I’ve been a web designer since 1994. One of my first clients was a local lawnmower dealership who already had a website.
At first, the website allowed you to “purchase” items, which you then paid for when you collected them from their shop. After several years of begging, they reluctantly allowed me to integrate PayPal payment buttons so it actually worked like a real e-commerce website.
Then one day, out of the blue, the directors called me and told me they wanted it redesigned. Hallelujah! When I first met them in the late ’90s the site already looked 10 years out of date, by now it was positively prehistoric. Now I could finally showcase to them how good I am at what I do.
I went in to my meeting with a full plan, designs and reasons for those designs. I had asset examples, details about every choice I was making.
They loved it.
I left that meeting and immediately got to work. The next three weeks were a blur of .asp, HTML and CSS, with regular updates to the client and encouragement in return. I built a custom site from scratch, and even transferred all 500+ products to the new system as part of the deal.
We agreed a date for the transfer of the new site to the live server. I had everything ready to go, and as they wanted to “press the button” themselves to make it live, I had a splash screen with my company logo on it saying “watch this space”.
Literally two minutes before it was due to go live one of the directors stepped in:
Client: I just want to confirm that customers aren’t going to notice any difference and get confused?
Me: Well, it’s a completely new design that you and the other directors approved.
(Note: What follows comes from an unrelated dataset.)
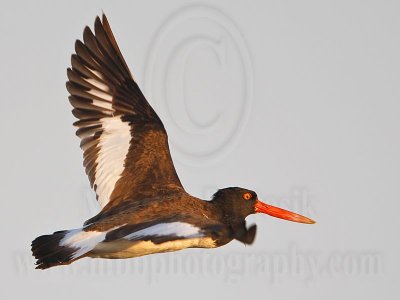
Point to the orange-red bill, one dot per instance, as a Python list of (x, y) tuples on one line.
[(281, 213)]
The only similarities are the logo and that they’re both for you lawnmower business.
Client: But those designs aren’t going live, right?
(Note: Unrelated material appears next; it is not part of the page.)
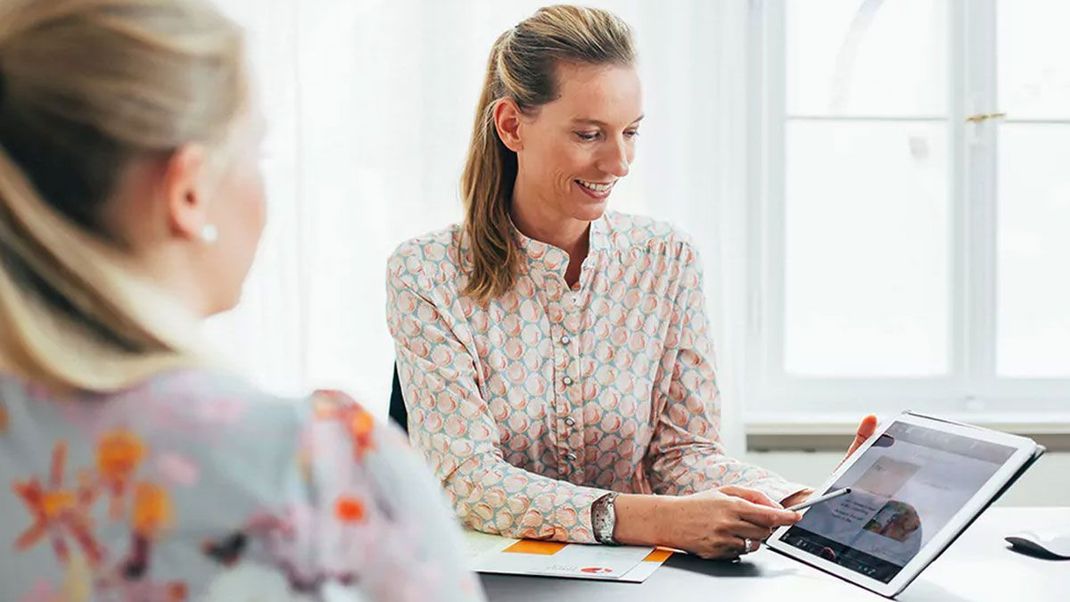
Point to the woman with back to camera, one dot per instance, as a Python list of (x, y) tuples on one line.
[(132, 468), (554, 356)]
Me: Uh… Of course they are. It’s a completely new design – as requested, as quoted, as built and approved.
Client: Oh no, we can’t have that. It needs to look the same as the old site. What about the backend, is that different too?
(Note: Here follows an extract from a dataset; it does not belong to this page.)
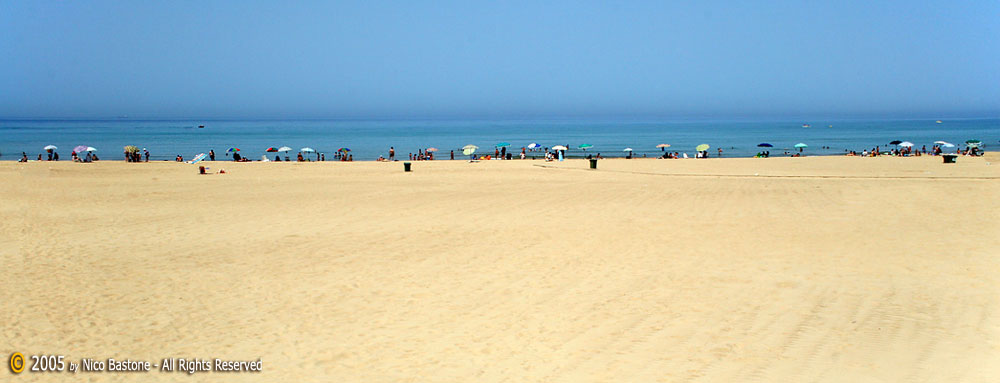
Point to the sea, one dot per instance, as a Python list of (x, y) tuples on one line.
[(368, 139)]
Me: Yes, it’s now considerably easier to use, has no downtime when uploading products unlike the current site, and I eliminated the possibility of making mistakes which currently bring your existing site offline on an almost daily basis until you panic and reupload an old backup.
Client: No, the backend needs to be the same too. Why did you change everything?
Me: Because you told me to…?
Luckily because of previous bad experiences with idiot clients, I didn’t remove the old code from the server, I had it in a backup folder. I deleted all the new stuff, dragged all the old code into the server root and handed them an invoice.